Em torno da figura por vezes frágil, por vezes imponente e grandiosa daquela velha senhora, Sokurov constrói seu relato de ficção na fronteira dos documentários mais realistas, que têm o ritmo da vida real. Atormentados pelo mau cheiro, pelo calor excessivo e pela violência permanente, o batalhão de soldados que recebe a visita inesperada da vovó Alexandra prossegue, quase indiferente, nas maquinações alucinadas de uma guerra sem fim e de objetivos tão incertos como insanos, como todas as guerras.











No curto espaço de tempo em que acompanha a rotina do alojamento militar, vovó Alexandra encontra o silêncio, entrecortado vez ou outra pelas explosões que reluzem no horizonte. Observa cada soldado, cada rosto, mas se recusa a entender o que o conflito significa. Em um breve diálogo com o comandante da tropa, depois de caminhar a esmo pelo labirinto de tendas e tanques do acampamento, ela questiona: "Vocês só sabem destruir? Quando aprenderão a reconstruir?" Não obtém nenhuma resposta.

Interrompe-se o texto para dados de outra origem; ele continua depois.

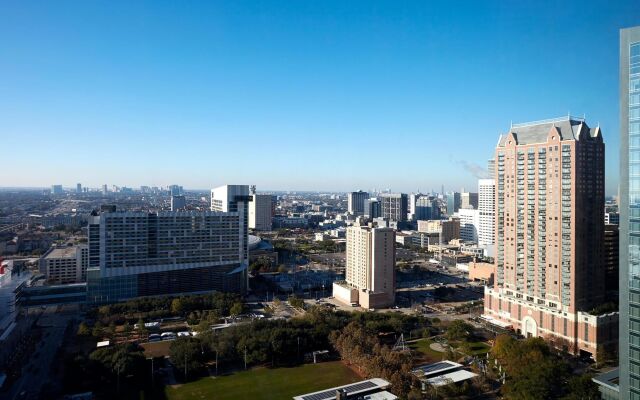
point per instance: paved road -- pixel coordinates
(36, 371)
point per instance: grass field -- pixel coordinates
(265, 383)
(429, 355)
(156, 349)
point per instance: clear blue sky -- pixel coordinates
(309, 95)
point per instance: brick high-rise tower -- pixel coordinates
(549, 234)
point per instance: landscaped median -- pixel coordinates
(266, 383)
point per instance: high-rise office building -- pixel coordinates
(425, 208)
(612, 261)
(175, 190)
(453, 203)
(135, 254)
(355, 202)
(370, 268)
(447, 229)
(469, 200)
(178, 202)
(394, 206)
(469, 224)
(262, 209)
(67, 264)
(372, 208)
(612, 218)
(550, 235)
(487, 209)
(491, 168)
(223, 198)
(412, 203)
(630, 213)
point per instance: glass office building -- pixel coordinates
(630, 213)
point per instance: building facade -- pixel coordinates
(134, 254)
(370, 268)
(394, 206)
(447, 229)
(67, 264)
(487, 209)
(550, 235)
(469, 200)
(178, 202)
(425, 208)
(262, 209)
(612, 261)
(454, 201)
(372, 208)
(469, 224)
(630, 212)
(355, 202)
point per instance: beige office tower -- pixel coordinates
(549, 235)
(370, 279)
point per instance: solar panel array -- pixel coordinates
(331, 394)
(428, 369)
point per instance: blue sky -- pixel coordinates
(308, 95)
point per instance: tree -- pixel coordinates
(127, 328)
(142, 330)
(459, 330)
(177, 306)
(83, 329)
(296, 302)
(581, 387)
(186, 355)
(237, 309)
(97, 330)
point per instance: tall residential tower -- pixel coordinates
(550, 234)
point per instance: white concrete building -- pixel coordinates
(261, 211)
(178, 202)
(355, 202)
(469, 224)
(223, 197)
(370, 268)
(487, 208)
(67, 264)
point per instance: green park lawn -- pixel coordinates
(478, 348)
(422, 346)
(429, 355)
(266, 383)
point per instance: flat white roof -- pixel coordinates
(436, 368)
(495, 321)
(452, 377)
(384, 395)
(352, 389)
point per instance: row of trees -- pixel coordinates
(112, 372)
(162, 307)
(281, 342)
(359, 346)
(532, 371)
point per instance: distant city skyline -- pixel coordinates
(330, 96)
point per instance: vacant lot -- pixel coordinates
(265, 383)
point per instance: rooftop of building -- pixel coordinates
(62, 252)
(568, 127)
(353, 389)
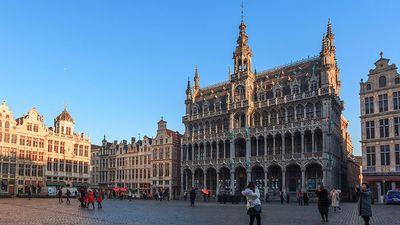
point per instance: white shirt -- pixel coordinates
(253, 198)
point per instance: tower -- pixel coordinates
(329, 68)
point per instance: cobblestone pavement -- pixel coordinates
(137, 212)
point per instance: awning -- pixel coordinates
(55, 183)
(80, 184)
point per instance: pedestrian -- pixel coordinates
(364, 202)
(335, 198)
(29, 193)
(99, 200)
(300, 197)
(253, 205)
(68, 195)
(287, 197)
(306, 198)
(90, 199)
(60, 195)
(323, 202)
(192, 196)
(130, 195)
(185, 195)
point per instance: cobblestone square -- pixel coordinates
(137, 212)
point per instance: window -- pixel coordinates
(369, 105)
(382, 81)
(396, 126)
(370, 129)
(384, 128)
(371, 156)
(383, 104)
(385, 155)
(396, 100)
(50, 146)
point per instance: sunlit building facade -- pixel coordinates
(281, 128)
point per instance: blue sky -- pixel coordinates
(121, 65)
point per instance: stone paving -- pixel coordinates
(138, 212)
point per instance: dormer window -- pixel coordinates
(382, 81)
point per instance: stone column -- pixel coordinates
(257, 147)
(265, 145)
(313, 141)
(284, 180)
(217, 149)
(302, 144)
(217, 185)
(303, 179)
(292, 143)
(379, 189)
(232, 181)
(273, 144)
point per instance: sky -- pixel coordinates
(120, 66)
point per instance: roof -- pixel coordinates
(65, 116)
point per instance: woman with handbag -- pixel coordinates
(252, 195)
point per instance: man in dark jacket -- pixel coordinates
(192, 196)
(323, 202)
(364, 203)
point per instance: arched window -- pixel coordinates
(318, 109)
(382, 81)
(299, 111)
(278, 93)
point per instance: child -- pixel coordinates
(99, 200)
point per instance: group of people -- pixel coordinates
(325, 200)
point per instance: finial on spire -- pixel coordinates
(242, 13)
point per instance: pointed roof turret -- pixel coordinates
(65, 116)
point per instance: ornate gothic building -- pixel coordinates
(282, 128)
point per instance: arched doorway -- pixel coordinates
(211, 180)
(313, 176)
(240, 179)
(258, 177)
(198, 178)
(187, 179)
(240, 147)
(293, 178)
(224, 181)
(274, 178)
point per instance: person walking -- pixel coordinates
(364, 202)
(323, 202)
(130, 195)
(68, 196)
(99, 200)
(29, 192)
(59, 193)
(300, 196)
(192, 196)
(306, 198)
(335, 198)
(90, 197)
(253, 205)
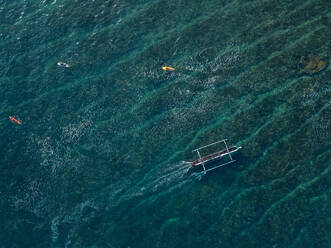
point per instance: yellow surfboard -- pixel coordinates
(168, 68)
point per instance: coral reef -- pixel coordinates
(312, 64)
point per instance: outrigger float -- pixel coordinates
(206, 161)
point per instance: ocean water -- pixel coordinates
(101, 159)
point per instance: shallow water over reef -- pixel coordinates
(101, 157)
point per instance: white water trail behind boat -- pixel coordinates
(157, 182)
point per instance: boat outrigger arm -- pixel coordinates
(214, 156)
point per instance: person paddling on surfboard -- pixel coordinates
(168, 68)
(14, 120)
(62, 64)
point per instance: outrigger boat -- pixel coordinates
(205, 161)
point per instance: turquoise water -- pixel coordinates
(101, 157)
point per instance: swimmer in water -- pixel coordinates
(62, 64)
(13, 119)
(168, 68)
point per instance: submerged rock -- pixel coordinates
(312, 64)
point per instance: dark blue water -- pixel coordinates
(101, 157)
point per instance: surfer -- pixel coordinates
(62, 64)
(168, 68)
(13, 119)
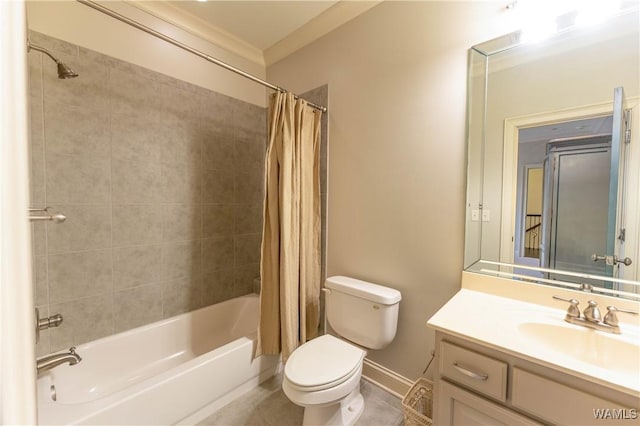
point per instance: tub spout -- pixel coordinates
(51, 361)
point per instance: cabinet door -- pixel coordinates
(459, 407)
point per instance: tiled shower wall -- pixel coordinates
(161, 182)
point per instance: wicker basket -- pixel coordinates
(417, 403)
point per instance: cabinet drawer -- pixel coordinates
(561, 404)
(476, 371)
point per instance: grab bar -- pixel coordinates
(55, 218)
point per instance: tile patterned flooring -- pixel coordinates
(267, 405)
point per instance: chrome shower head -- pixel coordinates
(63, 70)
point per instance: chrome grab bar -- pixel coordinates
(612, 260)
(55, 218)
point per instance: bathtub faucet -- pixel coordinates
(51, 361)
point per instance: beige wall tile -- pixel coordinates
(135, 136)
(248, 218)
(181, 295)
(180, 184)
(136, 224)
(181, 222)
(136, 182)
(222, 105)
(40, 279)
(217, 220)
(39, 238)
(245, 279)
(250, 154)
(218, 147)
(250, 117)
(34, 59)
(85, 320)
(248, 188)
(218, 286)
(72, 130)
(135, 266)
(86, 227)
(217, 186)
(36, 149)
(137, 306)
(181, 260)
(247, 249)
(77, 275)
(129, 90)
(180, 143)
(78, 180)
(217, 253)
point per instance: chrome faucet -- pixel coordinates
(592, 317)
(51, 361)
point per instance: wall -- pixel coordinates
(161, 182)
(397, 121)
(85, 27)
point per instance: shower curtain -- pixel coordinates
(290, 262)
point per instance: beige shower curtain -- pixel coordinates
(290, 263)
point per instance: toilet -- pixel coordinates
(323, 374)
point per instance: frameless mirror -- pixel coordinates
(553, 178)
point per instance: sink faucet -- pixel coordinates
(51, 361)
(592, 317)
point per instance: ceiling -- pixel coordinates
(259, 23)
(262, 31)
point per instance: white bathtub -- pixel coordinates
(175, 371)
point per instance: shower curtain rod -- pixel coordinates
(190, 49)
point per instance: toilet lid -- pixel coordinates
(322, 361)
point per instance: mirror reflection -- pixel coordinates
(553, 182)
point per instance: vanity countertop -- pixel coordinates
(539, 333)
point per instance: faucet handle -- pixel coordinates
(591, 312)
(573, 310)
(611, 318)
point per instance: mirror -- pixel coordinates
(553, 180)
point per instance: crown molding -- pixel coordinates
(200, 28)
(337, 15)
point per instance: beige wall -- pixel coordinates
(78, 24)
(397, 96)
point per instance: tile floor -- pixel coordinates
(267, 405)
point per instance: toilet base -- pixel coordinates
(345, 412)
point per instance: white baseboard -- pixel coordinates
(386, 379)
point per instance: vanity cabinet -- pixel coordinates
(479, 385)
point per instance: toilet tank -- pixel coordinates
(362, 312)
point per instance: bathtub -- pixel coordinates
(175, 371)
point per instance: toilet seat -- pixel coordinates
(322, 363)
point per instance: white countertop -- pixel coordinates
(539, 333)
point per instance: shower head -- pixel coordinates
(63, 70)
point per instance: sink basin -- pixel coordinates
(597, 348)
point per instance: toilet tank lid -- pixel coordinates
(365, 290)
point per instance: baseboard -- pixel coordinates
(388, 380)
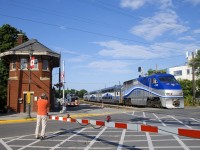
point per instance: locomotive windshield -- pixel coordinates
(168, 79)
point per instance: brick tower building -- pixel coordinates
(30, 75)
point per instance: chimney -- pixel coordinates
(20, 39)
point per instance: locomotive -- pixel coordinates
(157, 90)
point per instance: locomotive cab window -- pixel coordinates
(169, 79)
(154, 81)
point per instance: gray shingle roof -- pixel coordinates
(33, 44)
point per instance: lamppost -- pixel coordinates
(29, 84)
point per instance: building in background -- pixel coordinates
(30, 74)
(184, 71)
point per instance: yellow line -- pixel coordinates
(16, 121)
(33, 119)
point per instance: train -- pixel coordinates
(157, 90)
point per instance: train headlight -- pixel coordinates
(176, 102)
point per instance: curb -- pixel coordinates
(193, 133)
(17, 120)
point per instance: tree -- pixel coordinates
(195, 62)
(151, 71)
(81, 93)
(8, 40)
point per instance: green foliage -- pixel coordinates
(196, 63)
(8, 38)
(188, 100)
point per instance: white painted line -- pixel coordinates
(121, 140)
(148, 136)
(181, 143)
(5, 145)
(94, 140)
(56, 146)
(195, 120)
(181, 122)
(160, 120)
(149, 141)
(29, 145)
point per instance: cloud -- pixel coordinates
(121, 51)
(193, 2)
(133, 4)
(116, 49)
(80, 58)
(186, 38)
(136, 4)
(162, 22)
(197, 31)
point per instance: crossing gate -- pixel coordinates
(193, 133)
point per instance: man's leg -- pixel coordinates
(44, 124)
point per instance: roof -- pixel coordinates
(33, 44)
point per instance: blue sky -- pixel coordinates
(103, 42)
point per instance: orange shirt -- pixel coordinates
(42, 106)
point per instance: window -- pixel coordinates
(13, 65)
(45, 65)
(178, 73)
(23, 63)
(35, 63)
(188, 71)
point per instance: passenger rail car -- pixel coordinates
(158, 90)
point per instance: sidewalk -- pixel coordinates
(20, 117)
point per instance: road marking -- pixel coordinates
(5, 145)
(148, 136)
(181, 142)
(195, 120)
(121, 140)
(94, 140)
(160, 120)
(56, 146)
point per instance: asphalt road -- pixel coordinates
(63, 135)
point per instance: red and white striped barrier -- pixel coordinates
(136, 127)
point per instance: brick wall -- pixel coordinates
(18, 86)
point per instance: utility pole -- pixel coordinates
(193, 80)
(29, 83)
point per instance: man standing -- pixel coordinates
(42, 105)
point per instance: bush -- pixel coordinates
(188, 100)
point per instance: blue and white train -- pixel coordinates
(158, 90)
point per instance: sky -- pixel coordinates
(103, 42)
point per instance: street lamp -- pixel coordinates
(29, 84)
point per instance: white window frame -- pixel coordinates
(25, 63)
(45, 64)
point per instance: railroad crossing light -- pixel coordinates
(58, 84)
(139, 69)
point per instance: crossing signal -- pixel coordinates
(58, 84)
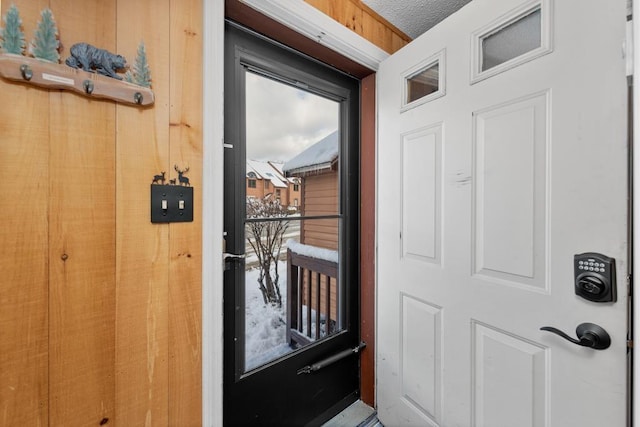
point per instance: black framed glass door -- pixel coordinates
(291, 221)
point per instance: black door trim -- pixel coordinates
(337, 386)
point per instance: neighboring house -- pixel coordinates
(318, 167)
(266, 178)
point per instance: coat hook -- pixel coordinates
(88, 86)
(26, 71)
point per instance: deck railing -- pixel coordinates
(312, 298)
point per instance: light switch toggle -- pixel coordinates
(171, 203)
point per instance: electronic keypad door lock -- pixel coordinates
(595, 277)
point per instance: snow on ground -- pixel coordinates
(266, 325)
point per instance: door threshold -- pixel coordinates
(358, 414)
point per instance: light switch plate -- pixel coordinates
(171, 203)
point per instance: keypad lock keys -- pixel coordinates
(595, 277)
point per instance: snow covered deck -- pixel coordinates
(312, 293)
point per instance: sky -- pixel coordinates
(283, 120)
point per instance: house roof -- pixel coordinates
(321, 155)
(268, 170)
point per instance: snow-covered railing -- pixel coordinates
(313, 293)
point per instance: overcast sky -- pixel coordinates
(282, 120)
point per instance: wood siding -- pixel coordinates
(320, 197)
(361, 19)
(100, 310)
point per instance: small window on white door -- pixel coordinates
(517, 37)
(424, 82)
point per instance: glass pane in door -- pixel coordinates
(292, 220)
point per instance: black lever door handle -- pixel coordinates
(589, 335)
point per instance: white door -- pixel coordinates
(503, 158)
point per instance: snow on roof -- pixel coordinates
(267, 170)
(320, 155)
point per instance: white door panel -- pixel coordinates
(484, 196)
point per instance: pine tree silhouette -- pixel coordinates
(141, 71)
(45, 44)
(12, 35)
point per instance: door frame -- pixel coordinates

Em outro raro diálogo, tão breve quanto revelador, Alexandra pergunta ao jovem da Chechênia que a acompanha, no trajeto de volta da vila em ruínas para o acampamento militar: "O que você pediria a Deus?" Na dúvida, o jovem, que está sofrendo na pele as agruras dos bombardeios e invasões do exército russo, responde, tomado pelo desencanto, desolado: "Liberdade". Vovó Alexandra não concorda e aconselha: "Peça sabedoria".

















Família de militares



Dos breves momentos da relação instável e afetiva que Sokurov flagra no acampamento de guerra, entre o neto militar e sua querida "babushka", imagens poéticas e nostálgicas, comoventes, vêm à tona. Em um destes momentos, imprevisto, o capitão cede, vai às lágrimas, penteia os cabelos da avó com todo afeto e, por fim, a toma nos braços, numa inversão da pose clássica ao estilo "Pietá". É quando vovó Alexandra ganha um tom de grandiosidade, soberbo, que faz o espectador mais cinéfilo lembrar de figuras como Anna Magnani, a diva italiana comovente dos clássicos do neo-realismo na época da Segunda Guerra.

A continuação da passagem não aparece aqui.